Namun, menurut Gu Bi, keputusan ini sungguh bodoh! Selama ini, Keluarga Ji hanya bergaul dengan keluarga-keluarga terhormat yang menjunjung kepercayaan dan kehormatan. Sekalipun orang tua itu sudah tiada, para teman karib dari kalangan terhormat pasti akan memperhatikan cucunya; mana mungkin terjadi kekacauan di mana cabang menindih batang utama!
Terhadap Keluarga Shen dari Wuxing, Gu Bi memang tidak pernah punya kesan baik. Keluarga itu sombong karena kekuatannya, bersekongkol dengan penduduk setempat, keras namun tak sopan, tidak menjaga martabat keluarga, tak mengindahkan tata krama, dan kerap memanfaatkan keadaan demi jabatan. Mereka adalah sumber malapetaka di wilayah Tiga Wu. Dulu Gu Bi pernah menerima perintah kaisar untuk pergi ke Wukang menemui Shen Chong, dan langsung menyaksikan barisan pengawal keluarga Shen yang kasar, sama sekali tak ada keanggunan kaum terpelajar. Hal itu semakin memperkuat kebenciannya terhadap Keluarga Shen.
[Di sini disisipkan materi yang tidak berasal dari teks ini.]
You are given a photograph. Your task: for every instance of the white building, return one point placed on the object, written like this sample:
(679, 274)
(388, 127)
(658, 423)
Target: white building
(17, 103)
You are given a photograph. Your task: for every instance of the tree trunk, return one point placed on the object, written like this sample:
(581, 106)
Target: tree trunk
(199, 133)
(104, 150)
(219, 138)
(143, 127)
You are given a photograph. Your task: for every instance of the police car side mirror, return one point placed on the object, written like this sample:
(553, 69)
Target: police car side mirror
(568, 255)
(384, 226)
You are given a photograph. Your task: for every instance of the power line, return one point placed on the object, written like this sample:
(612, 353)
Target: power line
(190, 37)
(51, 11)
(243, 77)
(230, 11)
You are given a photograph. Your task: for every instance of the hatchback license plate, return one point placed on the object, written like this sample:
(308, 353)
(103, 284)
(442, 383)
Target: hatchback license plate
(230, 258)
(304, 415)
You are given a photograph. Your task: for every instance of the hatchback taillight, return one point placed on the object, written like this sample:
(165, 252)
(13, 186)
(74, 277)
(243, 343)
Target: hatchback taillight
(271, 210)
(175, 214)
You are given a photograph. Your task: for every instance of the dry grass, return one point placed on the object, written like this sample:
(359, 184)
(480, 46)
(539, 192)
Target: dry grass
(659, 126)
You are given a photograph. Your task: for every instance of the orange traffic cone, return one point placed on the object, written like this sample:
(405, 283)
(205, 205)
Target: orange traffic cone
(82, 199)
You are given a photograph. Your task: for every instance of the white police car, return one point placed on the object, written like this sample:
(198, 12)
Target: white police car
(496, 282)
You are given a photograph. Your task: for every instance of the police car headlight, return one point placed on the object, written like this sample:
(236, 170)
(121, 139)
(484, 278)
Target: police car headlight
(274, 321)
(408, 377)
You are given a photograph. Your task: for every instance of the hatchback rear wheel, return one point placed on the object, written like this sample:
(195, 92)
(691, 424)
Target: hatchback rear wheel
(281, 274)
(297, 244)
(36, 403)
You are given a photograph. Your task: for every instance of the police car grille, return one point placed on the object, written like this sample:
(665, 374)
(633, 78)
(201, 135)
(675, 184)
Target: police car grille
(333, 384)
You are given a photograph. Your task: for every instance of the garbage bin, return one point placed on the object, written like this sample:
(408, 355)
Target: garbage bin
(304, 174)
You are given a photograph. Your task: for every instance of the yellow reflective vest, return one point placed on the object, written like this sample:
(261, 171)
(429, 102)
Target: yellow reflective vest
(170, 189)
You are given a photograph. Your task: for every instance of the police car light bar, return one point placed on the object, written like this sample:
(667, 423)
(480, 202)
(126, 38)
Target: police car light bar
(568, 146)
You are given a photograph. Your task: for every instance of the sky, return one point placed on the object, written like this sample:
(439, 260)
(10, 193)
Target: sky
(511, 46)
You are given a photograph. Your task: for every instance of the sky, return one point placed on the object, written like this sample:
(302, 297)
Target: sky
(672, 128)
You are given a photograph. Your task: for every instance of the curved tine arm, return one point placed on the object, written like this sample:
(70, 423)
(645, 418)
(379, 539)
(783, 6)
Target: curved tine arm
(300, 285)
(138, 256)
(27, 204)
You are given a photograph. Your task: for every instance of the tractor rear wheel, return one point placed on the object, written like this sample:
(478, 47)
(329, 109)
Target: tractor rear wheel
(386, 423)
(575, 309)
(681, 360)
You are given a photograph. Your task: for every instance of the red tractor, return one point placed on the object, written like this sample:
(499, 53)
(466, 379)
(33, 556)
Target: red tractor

Meski demikian, di balik kebenciannya, Gu Bi juga menyimpan kewaspadaan dan rasa takut. Dengan akhlak keluarga Shen yang buruk, sekali saja mereka berkuasa, pasti akan merusak tatanan di Tiga Wu, dan pada akhirnya menindas keluarga-keluarga terhormat seperti keluarga Gu.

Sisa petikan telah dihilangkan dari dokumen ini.